He originally signed up for 18 hours of classes (something I thought was NOT a good idea) to make up for the previous term where he only took 12 hours (something I thought was NOT a good idea). However he decided to drop a course because he thought he would have trouble getting everything done. He is taking a creative writing course and that's the one he seems most excited about (or at least that's the one he talks to me about). They read a Hemingway short story the other day, which he really liked (I HATE Hemingway). Now he has his first story to write for next week. He is also taking Spanish, which was the bane of both of our existences when he was in high school. Luckily it seems fairly familiar to him now.
He found a job, running food at a local pub. He started on Friday but then got a call for a second interview at a country club. At the country club he would be serving at events--which is what he did in his last job and what he prefers. I've actually heard from him several times this week because he needed to discuss pros and cons of each job and figure out how to extrapolate himself from the pub job, should the country club become an offer. Angel is very loyal and hates the thought of quitting right after he's agreed to work there.
Probably the strangest bit of news I heard from him this week is that he has a reputation of being a d**chebag among his friends.

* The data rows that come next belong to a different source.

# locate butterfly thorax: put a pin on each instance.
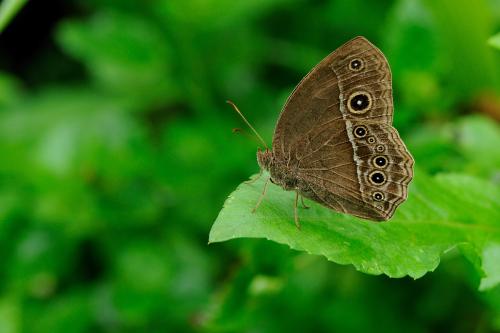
(280, 173)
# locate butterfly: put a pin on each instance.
(334, 142)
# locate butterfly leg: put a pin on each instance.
(255, 179)
(297, 223)
(261, 196)
(302, 201)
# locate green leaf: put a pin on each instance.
(495, 41)
(441, 213)
(8, 9)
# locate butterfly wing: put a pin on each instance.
(335, 126)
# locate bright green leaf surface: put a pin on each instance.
(440, 214)
(495, 41)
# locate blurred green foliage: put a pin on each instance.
(117, 155)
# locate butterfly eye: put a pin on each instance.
(378, 196)
(359, 102)
(360, 131)
(377, 178)
(380, 161)
(356, 65)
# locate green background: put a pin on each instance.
(116, 155)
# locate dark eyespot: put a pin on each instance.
(377, 178)
(359, 102)
(360, 131)
(380, 161)
(356, 65)
(378, 196)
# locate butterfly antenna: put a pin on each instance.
(246, 121)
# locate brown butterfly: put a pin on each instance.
(334, 142)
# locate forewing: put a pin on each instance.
(322, 95)
(315, 134)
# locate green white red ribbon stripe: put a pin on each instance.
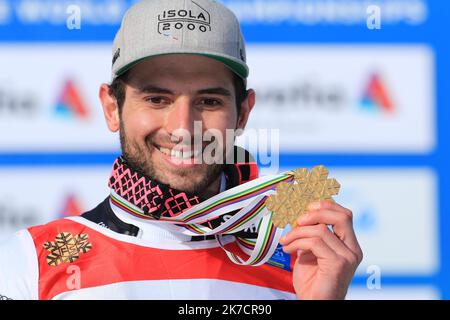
(248, 198)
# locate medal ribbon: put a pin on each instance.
(246, 204)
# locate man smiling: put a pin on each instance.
(178, 64)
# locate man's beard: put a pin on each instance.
(141, 160)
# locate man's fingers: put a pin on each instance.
(341, 220)
(321, 231)
(316, 245)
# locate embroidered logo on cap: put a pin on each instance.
(194, 18)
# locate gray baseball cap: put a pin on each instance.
(157, 27)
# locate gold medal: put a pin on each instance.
(292, 199)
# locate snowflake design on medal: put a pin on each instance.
(66, 248)
(292, 200)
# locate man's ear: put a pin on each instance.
(246, 107)
(110, 108)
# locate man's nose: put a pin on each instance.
(180, 118)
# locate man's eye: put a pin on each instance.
(157, 100)
(210, 102)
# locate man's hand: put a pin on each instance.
(326, 260)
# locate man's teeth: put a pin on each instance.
(187, 154)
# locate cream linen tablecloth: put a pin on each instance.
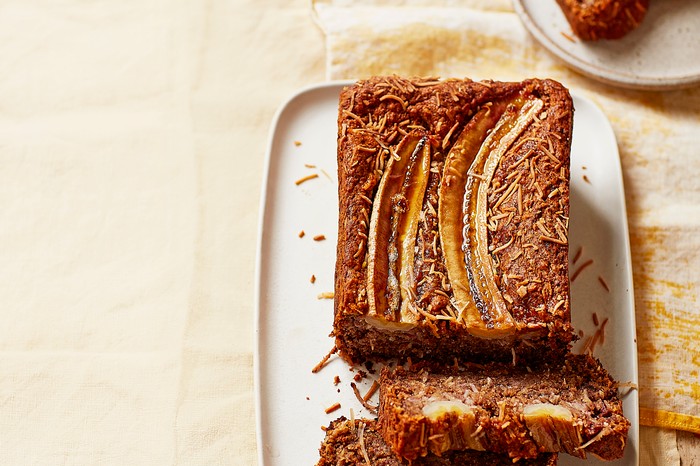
(131, 155)
(658, 136)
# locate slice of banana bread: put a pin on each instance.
(603, 19)
(352, 443)
(453, 225)
(570, 407)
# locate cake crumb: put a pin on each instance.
(325, 359)
(306, 178)
(580, 269)
(332, 408)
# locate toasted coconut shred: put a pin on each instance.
(361, 440)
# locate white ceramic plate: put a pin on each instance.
(662, 53)
(292, 324)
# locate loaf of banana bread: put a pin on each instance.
(570, 407)
(357, 442)
(603, 19)
(453, 220)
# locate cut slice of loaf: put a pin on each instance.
(453, 220)
(570, 407)
(353, 443)
(603, 19)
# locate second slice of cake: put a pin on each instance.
(570, 407)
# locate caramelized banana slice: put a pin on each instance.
(450, 210)
(553, 428)
(392, 233)
(413, 191)
(463, 423)
(480, 268)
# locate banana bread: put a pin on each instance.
(570, 407)
(603, 19)
(453, 220)
(352, 443)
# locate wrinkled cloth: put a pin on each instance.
(131, 160)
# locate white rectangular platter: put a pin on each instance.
(293, 321)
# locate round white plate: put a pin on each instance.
(662, 53)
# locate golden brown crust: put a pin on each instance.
(494, 400)
(342, 447)
(527, 232)
(603, 19)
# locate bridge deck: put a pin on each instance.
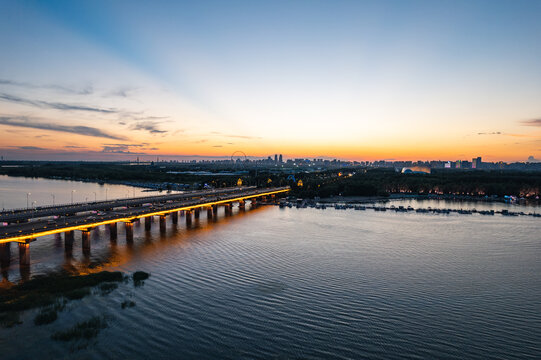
(28, 231)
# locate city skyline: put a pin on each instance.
(361, 81)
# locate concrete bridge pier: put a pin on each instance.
(129, 232)
(68, 240)
(113, 232)
(24, 254)
(162, 223)
(5, 255)
(148, 223)
(85, 236)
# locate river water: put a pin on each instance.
(304, 284)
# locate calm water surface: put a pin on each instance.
(14, 190)
(305, 284)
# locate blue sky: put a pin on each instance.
(353, 79)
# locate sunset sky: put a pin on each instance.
(359, 80)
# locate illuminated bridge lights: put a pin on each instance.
(129, 219)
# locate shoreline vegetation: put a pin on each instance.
(50, 294)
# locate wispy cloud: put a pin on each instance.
(85, 90)
(29, 148)
(121, 149)
(150, 126)
(532, 122)
(53, 105)
(35, 124)
(235, 136)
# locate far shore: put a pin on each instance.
(371, 199)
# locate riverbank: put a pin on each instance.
(484, 199)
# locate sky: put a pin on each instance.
(356, 80)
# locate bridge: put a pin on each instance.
(24, 226)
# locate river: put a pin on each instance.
(303, 284)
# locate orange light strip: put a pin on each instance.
(24, 238)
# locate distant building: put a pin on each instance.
(416, 170)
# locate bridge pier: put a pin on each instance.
(148, 223)
(68, 240)
(129, 231)
(85, 236)
(162, 223)
(113, 232)
(5, 255)
(24, 254)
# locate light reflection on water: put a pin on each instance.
(13, 191)
(307, 283)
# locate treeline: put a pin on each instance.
(347, 181)
(383, 182)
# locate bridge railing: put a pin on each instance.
(5, 213)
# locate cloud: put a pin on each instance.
(80, 130)
(235, 136)
(29, 148)
(150, 126)
(121, 149)
(533, 122)
(86, 90)
(53, 105)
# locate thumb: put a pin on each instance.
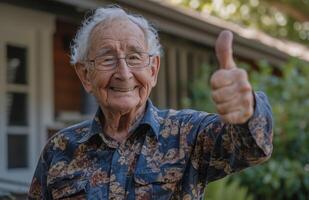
(224, 50)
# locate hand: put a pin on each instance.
(231, 90)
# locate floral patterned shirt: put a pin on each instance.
(170, 155)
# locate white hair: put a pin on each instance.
(80, 45)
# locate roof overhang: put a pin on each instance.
(190, 25)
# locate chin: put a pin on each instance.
(124, 106)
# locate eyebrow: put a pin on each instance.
(131, 48)
(104, 51)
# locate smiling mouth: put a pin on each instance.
(117, 89)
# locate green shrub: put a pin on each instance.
(286, 174)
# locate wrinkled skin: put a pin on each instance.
(231, 90)
(121, 93)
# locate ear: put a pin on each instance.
(155, 66)
(83, 73)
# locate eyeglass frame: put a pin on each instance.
(93, 61)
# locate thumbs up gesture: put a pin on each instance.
(231, 90)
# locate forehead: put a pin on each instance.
(117, 32)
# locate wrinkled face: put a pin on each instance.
(120, 89)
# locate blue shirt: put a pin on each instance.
(170, 155)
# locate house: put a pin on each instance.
(40, 93)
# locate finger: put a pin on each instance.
(233, 117)
(221, 78)
(224, 50)
(229, 106)
(224, 94)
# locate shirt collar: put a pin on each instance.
(150, 118)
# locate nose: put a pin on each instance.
(123, 72)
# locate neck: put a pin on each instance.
(117, 125)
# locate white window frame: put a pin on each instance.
(34, 30)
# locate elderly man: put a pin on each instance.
(131, 149)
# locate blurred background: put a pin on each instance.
(40, 93)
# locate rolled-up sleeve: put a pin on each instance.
(225, 148)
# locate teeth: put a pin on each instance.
(122, 89)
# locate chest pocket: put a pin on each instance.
(157, 185)
(69, 188)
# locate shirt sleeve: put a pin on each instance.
(38, 188)
(222, 148)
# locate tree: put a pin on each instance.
(285, 19)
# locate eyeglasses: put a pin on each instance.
(135, 61)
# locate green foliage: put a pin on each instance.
(286, 174)
(279, 18)
(227, 190)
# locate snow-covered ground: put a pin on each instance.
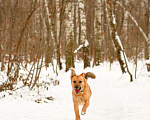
(114, 97)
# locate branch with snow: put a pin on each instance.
(86, 43)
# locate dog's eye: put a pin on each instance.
(74, 81)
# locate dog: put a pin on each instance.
(81, 91)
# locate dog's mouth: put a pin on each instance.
(77, 89)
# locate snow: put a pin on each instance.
(114, 97)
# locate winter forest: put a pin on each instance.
(41, 40)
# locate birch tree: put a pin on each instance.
(116, 39)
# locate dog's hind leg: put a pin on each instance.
(85, 107)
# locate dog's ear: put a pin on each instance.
(90, 74)
(73, 73)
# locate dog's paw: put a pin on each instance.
(83, 113)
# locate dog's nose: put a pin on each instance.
(76, 87)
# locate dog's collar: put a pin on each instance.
(83, 89)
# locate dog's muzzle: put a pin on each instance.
(77, 89)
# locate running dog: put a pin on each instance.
(81, 91)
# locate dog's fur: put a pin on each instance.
(81, 91)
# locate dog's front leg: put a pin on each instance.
(85, 107)
(76, 109)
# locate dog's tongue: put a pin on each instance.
(77, 91)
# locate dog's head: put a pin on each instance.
(78, 82)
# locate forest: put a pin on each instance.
(36, 32)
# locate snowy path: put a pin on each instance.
(113, 98)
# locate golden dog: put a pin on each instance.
(81, 91)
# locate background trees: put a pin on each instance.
(40, 31)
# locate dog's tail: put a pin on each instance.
(90, 74)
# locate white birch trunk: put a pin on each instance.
(136, 23)
(122, 56)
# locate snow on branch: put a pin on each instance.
(86, 43)
(133, 19)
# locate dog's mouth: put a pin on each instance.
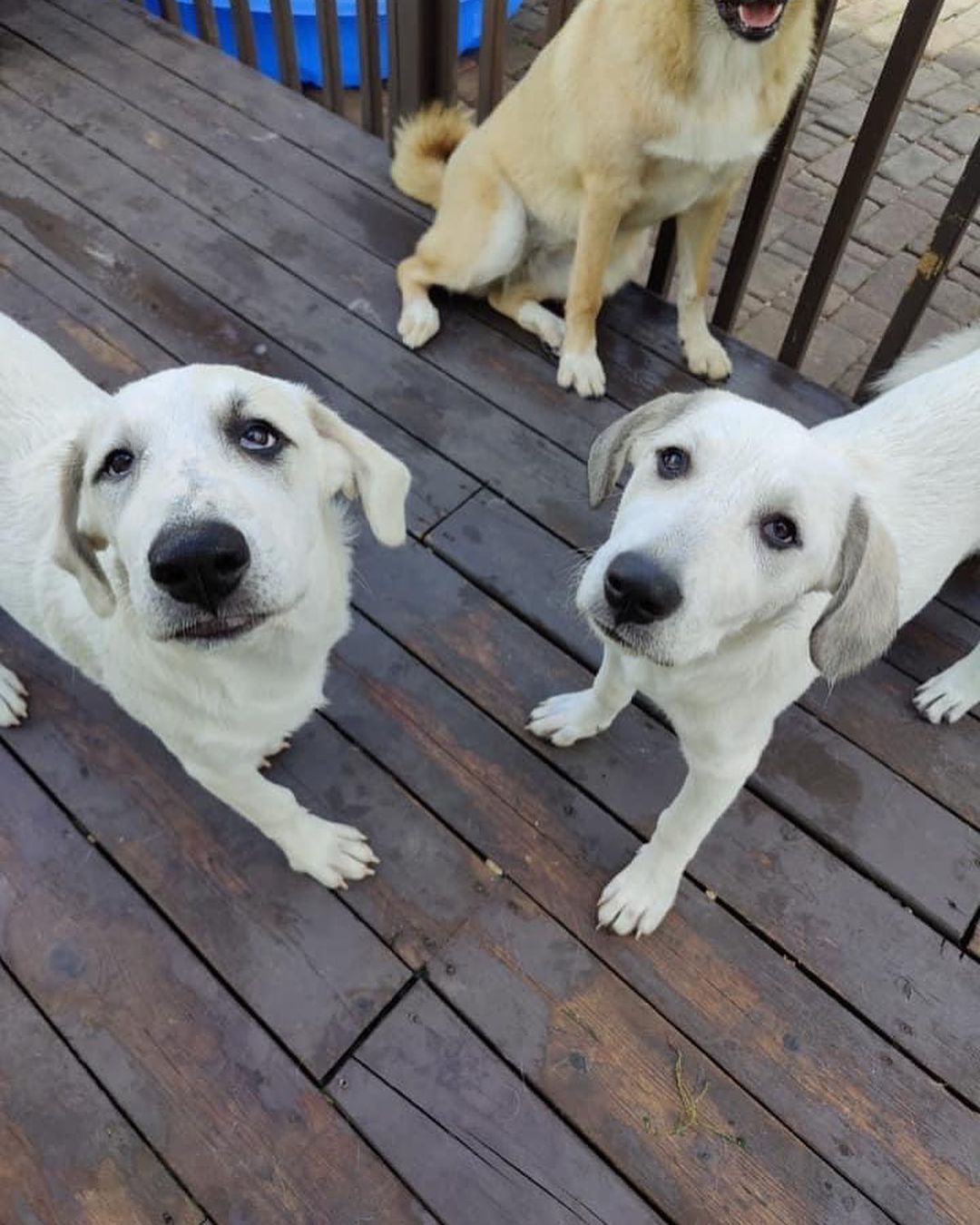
(212, 631)
(752, 20)
(625, 641)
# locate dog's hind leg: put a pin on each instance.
(476, 238)
(13, 699)
(522, 304)
(697, 238)
(949, 695)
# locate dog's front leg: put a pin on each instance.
(697, 238)
(13, 699)
(580, 365)
(331, 853)
(569, 717)
(639, 898)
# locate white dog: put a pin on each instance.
(750, 555)
(181, 544)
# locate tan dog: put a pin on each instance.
(637, 111)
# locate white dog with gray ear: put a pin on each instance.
(181, 544)
(749, 556)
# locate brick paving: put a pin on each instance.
(924, 158)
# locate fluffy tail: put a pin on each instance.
(938, 353)
(423, 144)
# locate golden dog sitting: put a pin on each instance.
(636, 112)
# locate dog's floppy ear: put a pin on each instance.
(612, 448)
(374, 475)
(73, 550)
(861, 619)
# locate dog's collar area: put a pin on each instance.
(752, 20)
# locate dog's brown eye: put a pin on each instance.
(260, 436)
(779, 532)
(672, 462)
(118, 463)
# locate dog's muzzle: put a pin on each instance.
(752, 20)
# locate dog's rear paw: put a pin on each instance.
(13, 700)
(640, 897)
(331, 853)
(948, 696)
(419, 322)
(707, 359)
(582, 371)
(567, 717)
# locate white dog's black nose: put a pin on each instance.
(200, 564)
(639, 590)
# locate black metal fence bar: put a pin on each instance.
(422, 41)
(928, 270)
(241, 20)
(371, 103)
(559, 11)
(328, 41)
(492, 56)
(664, 258)
(903, 58)
(762, 192)
(207, 24)
(286, 42)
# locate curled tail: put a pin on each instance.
(931, 357)
(423, 144)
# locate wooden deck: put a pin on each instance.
(190, 1032)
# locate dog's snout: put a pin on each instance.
(200, 564)
(640, 591)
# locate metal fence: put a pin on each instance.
(424, 66)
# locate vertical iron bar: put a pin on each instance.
(492, 56)
(928, 270)
(762, 193)
(371, 107)
(903, 58)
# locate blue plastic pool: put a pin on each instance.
(304, 17)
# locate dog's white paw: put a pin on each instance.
(569, 717)
(544, 324)
(639, 898)
(331, 853)
(948, 696)
(706, 358)
(419, 322)
(582, 371)
(13, 699)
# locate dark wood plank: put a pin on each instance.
(291, 951)
(594, 1047)
(814, 1063)
(239, 1124)
(66, 1154)
(455, 1121)
(191, 326)
(833, 788)
(422, 399)
(647, 320)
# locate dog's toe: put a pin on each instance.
(13, 699)
(640, 897)
(583, 371)
(707, 359)
(419, 322)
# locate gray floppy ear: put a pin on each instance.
(377, 475)
(861, 619)
(612, 448)
(73, 550)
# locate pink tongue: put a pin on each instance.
(759, 16)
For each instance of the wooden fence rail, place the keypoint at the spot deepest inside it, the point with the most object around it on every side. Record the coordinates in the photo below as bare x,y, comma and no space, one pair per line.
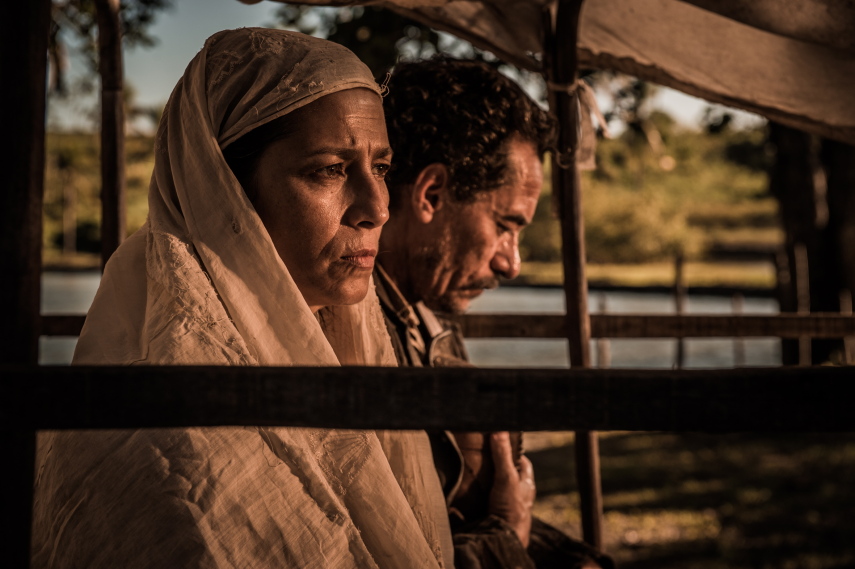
772,399
816,325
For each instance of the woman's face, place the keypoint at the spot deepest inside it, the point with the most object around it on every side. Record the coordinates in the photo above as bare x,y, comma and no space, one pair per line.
321,194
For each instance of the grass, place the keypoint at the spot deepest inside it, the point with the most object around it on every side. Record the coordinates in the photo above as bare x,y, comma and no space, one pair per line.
710,501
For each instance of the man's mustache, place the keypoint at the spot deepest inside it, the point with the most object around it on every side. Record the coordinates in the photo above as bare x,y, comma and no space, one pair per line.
485,283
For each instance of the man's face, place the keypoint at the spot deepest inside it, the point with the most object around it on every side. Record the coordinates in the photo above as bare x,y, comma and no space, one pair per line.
469,245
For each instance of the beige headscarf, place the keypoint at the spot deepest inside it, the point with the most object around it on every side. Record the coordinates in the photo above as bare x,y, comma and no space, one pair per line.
201,283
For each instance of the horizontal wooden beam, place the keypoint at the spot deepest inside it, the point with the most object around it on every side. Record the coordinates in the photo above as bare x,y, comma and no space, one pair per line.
773,399
817,325
62,324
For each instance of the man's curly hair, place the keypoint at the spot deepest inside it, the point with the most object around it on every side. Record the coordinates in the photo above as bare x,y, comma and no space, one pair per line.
459,113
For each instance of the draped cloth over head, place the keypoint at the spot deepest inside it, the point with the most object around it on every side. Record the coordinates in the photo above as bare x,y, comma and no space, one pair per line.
201,283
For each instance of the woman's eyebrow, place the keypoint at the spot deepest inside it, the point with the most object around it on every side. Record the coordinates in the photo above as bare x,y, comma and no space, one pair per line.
345,152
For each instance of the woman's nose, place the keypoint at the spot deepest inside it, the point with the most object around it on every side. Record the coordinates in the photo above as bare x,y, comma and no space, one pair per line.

It seems my son has developed an attitude. Now this may sound like a problem, but it seems that his friends prefer him this way and when he's not coping an attitude with them they ask him what's wrong. Angel was ALWAYS the gentle soul; the kind friend; the team player. It seems that he took too much abuse from his friends the first semester of freshman year so he started developing this other persona. He feels its working for him.
I know young adulthood is about trying on different personas and exercising different aspects of your personality. I also know that he'll probably experiment with a lot of behaviors I haven't seen at all or much of before. And while I'm not worried about him becoming this way permanently (actually I'm impressed that he recognizes what he's doing) I do think it speaks to the rigidity of masculine norms. I find it distressing in general that kind and caring young men don't fit in and that they need to act like jerks to be liked and respected. I can only hope that in time he realizes he doesn't like being this way and that popularity is not worth the act.
It took me many years to learn to surround myself with people who bring out the parts of me that I cherish and avoid the people who bring out the worst in me. I can only hope he comes to the same revelation.